Compulsados os autos, e, atento o factualismo alegado, desde logo, para além da invocação da existência de dívidas do requerido e de que é, alegadamente, credora a requerente, no montante global de € 4.031,48, nenhum factualismo é alegado, nomeadamente, respeitante à realidade económica do requerido, e, de que se revele a impossibilidade de o devedor satisfazer pontualmente a generalidade das suas obrigações, tal como impõe concluir-se nos termos do fundamento do pedido de insolvência do art.º 20º nº1 al. b) do CIRE, em que se baseia a credora/requerente.
E, sendo certo, caber ao devedor a alegação e prova de factos ou circunstâncias demonstrativas de que não está insolvente, nos termos do art.º 30º-n.º4 do CIRE, a exigência desta prova por parte do alegado devedor pressupõe, necessariamente, a prévia verificação da existência de qualquer dos factos-índices ou presuntivos tipificados nas diversas alíneas do nº 1 do artigo 20º do CIRE, o que, desde logo, não se mostra susceptível de se vir a concretizar no caso dos autos, por insuficiência de alegação, não sendo o factualismo alegado suficiente a caracterizar qualquer das situações jurídicas legalmente previstas e que constituem pressuposto da declaração de insolvência.

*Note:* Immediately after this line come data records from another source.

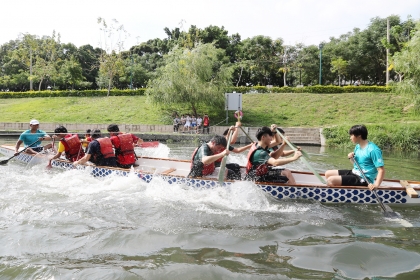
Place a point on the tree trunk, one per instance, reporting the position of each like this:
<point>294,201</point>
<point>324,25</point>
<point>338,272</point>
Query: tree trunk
<point>109,84</point>
<point>31,83</point>
<point>284,79</point>
<point>40,83</point>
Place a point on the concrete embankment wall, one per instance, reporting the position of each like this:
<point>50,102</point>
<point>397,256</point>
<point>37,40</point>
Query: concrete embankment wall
<point>297,135</point>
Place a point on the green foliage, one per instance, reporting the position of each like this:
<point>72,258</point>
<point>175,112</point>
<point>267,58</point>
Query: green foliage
<point>407,62</point>
<point>402,136</point>
<point>67,93</point>
<point>194,77</point>
<point>311,89</point>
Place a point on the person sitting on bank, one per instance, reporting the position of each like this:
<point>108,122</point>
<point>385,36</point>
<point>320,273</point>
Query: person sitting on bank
<point>260,164</point>
<point>204,157</point>
<point>124,146</point>
<point>33,137</point>
<point>99,151</point>
<point>69,144</point>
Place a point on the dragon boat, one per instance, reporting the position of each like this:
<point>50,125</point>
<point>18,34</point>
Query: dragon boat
<point>308,186</point>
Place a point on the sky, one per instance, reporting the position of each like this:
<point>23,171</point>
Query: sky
<point>295,21</point>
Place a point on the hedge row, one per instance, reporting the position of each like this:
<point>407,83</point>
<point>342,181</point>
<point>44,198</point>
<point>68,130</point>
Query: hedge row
<point>66,93</point>
<point>256,89</point>
<point>312,89</point>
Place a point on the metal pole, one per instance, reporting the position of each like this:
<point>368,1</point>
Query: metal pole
<point>320,63</point>
<point>387,51</point>
<point>131,76</point>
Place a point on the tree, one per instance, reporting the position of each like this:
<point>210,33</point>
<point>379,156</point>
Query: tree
<point>192,77</point>
<point>339,66</point>
<point>71,72</point>
<point>111,63</point>
<point>407,62</point>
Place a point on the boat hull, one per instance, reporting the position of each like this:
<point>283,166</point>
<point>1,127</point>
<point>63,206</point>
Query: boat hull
<point>307,187</point>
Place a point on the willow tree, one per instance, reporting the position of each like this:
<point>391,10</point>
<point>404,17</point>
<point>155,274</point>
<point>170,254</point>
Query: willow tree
<point>339,66</point>
<point>407,63</point>
<point>111,62</point>
<point>195,77</point>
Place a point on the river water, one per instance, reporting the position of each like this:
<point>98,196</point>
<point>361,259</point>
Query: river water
<point>68,225</point>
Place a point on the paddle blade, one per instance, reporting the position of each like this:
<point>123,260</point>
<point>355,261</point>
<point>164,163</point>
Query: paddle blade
<point>151,144</point>
<point>222,171</point>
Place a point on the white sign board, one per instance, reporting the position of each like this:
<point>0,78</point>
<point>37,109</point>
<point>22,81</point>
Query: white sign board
<point>233,101</point>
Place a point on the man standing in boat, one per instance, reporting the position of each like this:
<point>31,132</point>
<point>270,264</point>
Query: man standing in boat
<point>260,163</point>
<point>369,157</point>
<point>33,137</point>
<point>124,146</point>
<point>234,167</point>
<point>70,144</point>
<point>204,157</point>
<point>99,151</point>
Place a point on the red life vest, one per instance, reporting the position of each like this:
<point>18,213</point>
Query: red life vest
<point>125,152</point>
<point>106,147</point>
<point>72,147</point>
<point>261,169</point>
<point>206,121</point>
<point>207,168</point>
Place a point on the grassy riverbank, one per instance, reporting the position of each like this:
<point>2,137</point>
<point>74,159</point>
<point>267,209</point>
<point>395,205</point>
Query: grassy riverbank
<point>285,109</point>
<point>388,116</point>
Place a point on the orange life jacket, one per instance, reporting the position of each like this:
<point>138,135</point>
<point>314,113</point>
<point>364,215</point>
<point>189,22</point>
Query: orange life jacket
<point>125,153</point>
<point>106,147</point>
<point>72,147</point>
<point>207,168</point>
<point>261,169</point>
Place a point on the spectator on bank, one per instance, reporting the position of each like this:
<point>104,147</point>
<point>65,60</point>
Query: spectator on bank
<point>177,121</point>
<point>193,122</point>
<point>182,122</point>
<point>87,140</point>
<point>187,122</point>
<point>199,124</point>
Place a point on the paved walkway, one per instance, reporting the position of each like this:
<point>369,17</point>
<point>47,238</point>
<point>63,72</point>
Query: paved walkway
<point>297,135</point>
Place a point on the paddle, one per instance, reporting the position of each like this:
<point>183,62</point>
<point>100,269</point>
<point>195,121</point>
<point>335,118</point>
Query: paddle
<point>7,160</point>
<point>150,144</point>
<point>385,208</point>
<point>223,164</point>
<point>293,147</point>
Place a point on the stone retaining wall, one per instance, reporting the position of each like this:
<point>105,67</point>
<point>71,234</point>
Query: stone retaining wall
<point>297,135</point>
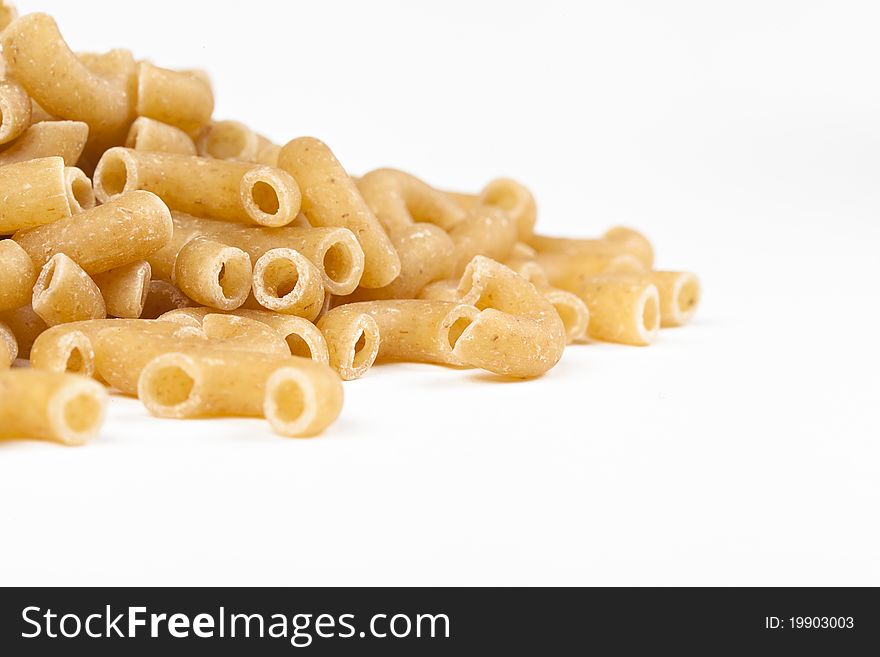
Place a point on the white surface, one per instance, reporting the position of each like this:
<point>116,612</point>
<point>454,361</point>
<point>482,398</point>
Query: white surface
<point>743,138</point>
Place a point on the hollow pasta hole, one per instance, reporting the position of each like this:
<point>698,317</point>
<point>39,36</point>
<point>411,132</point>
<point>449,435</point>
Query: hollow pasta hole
<point>266,197</point>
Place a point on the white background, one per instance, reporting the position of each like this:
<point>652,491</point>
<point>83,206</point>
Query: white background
<point>743,138</point>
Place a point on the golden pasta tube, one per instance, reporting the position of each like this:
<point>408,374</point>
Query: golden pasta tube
<point>15,110</point>
<point>64,139</point>
<point>399,200</point>
<point>352,339</point>
<point>62,408</point>
<point>303,338</point>
<point>679,296</point>
<point>39,59</point>
<point>126,230</point>
<point>32,194</point>
<point>623,309</point>
<point>214,274</point>
<point>181,99</point>
<point>287,282</point>
<point>26,326</point>
<point>17,275</point>
<point>331,199</point>
<point>154,136</point>
<point>518,333</point>
<point>334,251</point>
<point>64,293</point>
<point>299,397</point>
<point>215,189</point>
<point>125,289</point>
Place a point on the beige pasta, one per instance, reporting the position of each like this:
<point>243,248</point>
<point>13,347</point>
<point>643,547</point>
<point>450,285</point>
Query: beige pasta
<point>15,110</point>
<point>181,99</point>
<point>289,283</point>
<point>17,275</point>
<point>125,289</point>
<point>32,194</point>
<point>126,230</point>
<point>331,199</point>
<point>154,136</point>
<point>214,274</point>
<point>216,189</point>
<point>62,408</point>
<point>352,340</point>
<point>623,309</point>
<point>39,59</point>
<point>64,139</point>
<point>334,251</point>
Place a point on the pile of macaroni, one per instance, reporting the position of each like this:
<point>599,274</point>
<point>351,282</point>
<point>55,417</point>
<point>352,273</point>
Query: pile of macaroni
<point>211,272</point>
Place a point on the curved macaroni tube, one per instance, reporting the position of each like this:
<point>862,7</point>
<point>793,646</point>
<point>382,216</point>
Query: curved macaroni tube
<point>352,340</point>
<point>40,60</point>
<point>15,110</point>
<point>163,297</point>
<point>26,326</point>
<point>488,232</point>
<point>125,289</point>
<point>8,347</point>
<point>17,276</point>
<point>181,99</point>
<point>303,338</point>
<point>213,274</point>
<point>215,189</point>
<point>331,199</point>
<point>64,293</point>
<point>399,200</point>
<point>289,283</point>
<point>154,136</point>
<point>32,194</point>
<point>126,230</point>
<point>80,195</point>
<point>335,251</point>
<point>679,296</point>
<point>514,199</point>
<point>426,255</point>
<point>62,408</point>
<point>299,397</point>
<point>64,139</point>
<point>624,309</point>
<point>518,333</point>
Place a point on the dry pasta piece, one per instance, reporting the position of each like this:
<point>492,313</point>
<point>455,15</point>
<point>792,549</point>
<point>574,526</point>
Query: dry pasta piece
<point>215,189</point>
<point>213,274</point>
<point>64,139</point>
<point>40,60</point>
<point>352,339</point>
<point>299,397</point>
<point>679,296</point>
<point>334,251</point>
<point>32,194</point>
<point>126,230</point>
<point>125,289</point>
<point>26,326</point>
<point>64,293</point>
<point>62,408</point>
<point>15,110</point>
<point>287,282</point>
<point>623,308</point>
<point>399,200</point>
<point>331,199</point>
<point>303,338</point>
<point>8,347</point>
<point>181,99</point>
<point>154,136</point>
<point>17,275</point>
<point>518,333</point>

Como referem Carvalho Fernandes e João Labareda, «o que verdadeiramente releva para a insolvência é a insusceptibilidade de satisfazer obrigações que, pelo seu significado no conjunto do passivo do devedor, ou pelas próprias circunstâncias do incumprimento, evidenciam a impotência, para o obrigado, de continuar a satisfazer a generalidade dos seus compromissos. Assim mesmo, pode suceder que a não satisfação de um pequeno número de obrigações, ou até de uma única, indicie, só por si, a penúria do devedor, característica da sua insolvência, do mesmo modo que o facto de continuar a honrar um número quantitativamente significativo pode não ser suficiente para fundar saúde financeira bastante (…) “ - Código da Insolvência e da Recuperação de Empresas Anotado, Volume I, págs. 70 e 71 – o que há-de resultar dos factos alegados na petição inicial, incumbindo à requerente da insolvência alegar o concreto factualismo do qual resulte, nomeadamente, e ao que ao caso dos autos releva, e por referência à alínea. b) do n.º1 do art.º 20º do CIRE, por aquela invocada, que, tendo o devedor incumprido as suas obrigações para com a requerente, pelo seu montante ou pelas circunstâncias do incumprimento, se revela a impossibilidade de aquele satisfazer pontualmente a generalidade das suas obrigações;
alegação esta a que a apelante não procedeu no caso em apreço, concluindo-se, a par do já decidido pelo Tribunal de 1ª instância - ser a matéria alegada manifestamente insuficiente para o resultado pretendido, não integrando nenhum dos fundamentos que permitem a declaração de insolvência, nos termos conjugados dos artigos 20º a contrario e 27º do Código da Insolvência e da Recuperação de Empresas, nestes termos se demonstrando ser manifestamente improcedente o pedido de declaração de insolvência, o que impõe o indeferimento liminar do pedido nos termos e por aplicação da norma do artº 27º-nº1-al.a) do CIRE.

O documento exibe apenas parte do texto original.